Banana’s are such a staple in our diets, that it is strange to think that they were almost unheard of just 50 years ago. These yellow fruits are bulky compared to an apple or orange. They provide a filling – as well as nutritional – snack. The question is, should you eat a banana before exercise?
Fitness fans in several categories swear by eating a banana before working out. This can give a boost to endurance activities (distance running, cycling or swimming). They will also give you an energy surge before strength training or intensive cardio.
This page looks at the humble banana in depth. The key question is whether bananas really live up to their reputation as a performance enhancer?
An average banana will give you an energy boosting mix of carbs, sugars, vitamins and minerals. Here are how things break down:
Vitamin C: While not as rich in vitamin C as oranges, there is still plenty in each banana. Expect 9 to 10 milligrams in an average sized one.
Vitamin B6: You’ll also get 0.5mg of vitamin B6 for blood health and serotonin production. There are also small amounts of Vitamin A.
Carbohydrates: This is the fuel aspect, including natural sugars. You’ll get around 30 grams of carbs from an average sized fruit.
Potassium: High potassium content can replace what you lose (via your sweat) during exercise. This helps prevent muscle cramps – a reason that endurance athletes often consume bananas during long events.
Magnesium: This is important for energy metabolism; an average fruit contains up to 0.3mg.
There are more nutrients at trace levels. These include Folate, Riboflavin, Iron and Niacin. Lets’ not forget that bananas are also high in fibre – and very low in fat.
It is the combination of ingredients which are the secret to the popularity of the banana. The basic boost comes from the carbs. These give you energy via the natural sugars. In turn that extra energy lets you work harder – getting better results.
Magnesium and potassium help via an indirect route. Nothing stops a workout or run quicker than cramp – and you’ll avoid this by keeping your potassium levels high. The other elements are more important for longer term health and condition.
These fruits are soft, and quick and easy to digest. If your stomach is busy digesting, your body will naturally use your resources for this – leaving you less for hitting those fitness goals.
Eating right before exercise will lead to some uncomfortable situations. These include cramps, discomfort while working out, a bloated feeling or even diarrhoea.
A whole banana should be consumed at least an hour before you start your routine. This will give your body time for digestion and get those all-important nutrients into your blood-stream. If you still feel discomfort – you can extend this to 2 hours. Bananas still have benefits many hours before working out. Many people add these to healthy breakfasts – for example as part of a smoothie.

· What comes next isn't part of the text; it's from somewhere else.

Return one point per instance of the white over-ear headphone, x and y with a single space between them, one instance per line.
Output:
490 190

There are benefits to eating smaller amounts of banana closer to workout time. Half (or less) will give you an energy and potassium boost – keep in mind that your discomfort level while exercising may vary (I would not recommend experimenting with this before a long race / big event). Runners and cyclists on long races will eat small pieces of banana during their events – a big boost when those energy levels start to flag.
Studies have shown that eating a banana directly after you work out is just as effective (and healthier) than those expensive sports drinks. This gives you a hit of natural sugars – boosting your energy just as this is at its low-point.
Added to the carb boost, the minerals and trace elements are perfect for replacing those that are naturally lost while you keep fit.
Not everyone likes bananas – though would certainly like to get the benefits. Here are some alternatives:
#1 – Sports Drinks: You’ll get a hit of energy boosting sugars, plus some minerals to replace those lost. The trace elements and fibre of bananas is missing.
#2 – Smoothies: These can be made with delicious and healthy ingredients (including bananas!). Mix in some healthy nuts and protein for an all-round boost.
#3 – Other Fruits: Berries, peaches, apples, oranges – this list goes on. You’ll get a big vitamin C hit with these.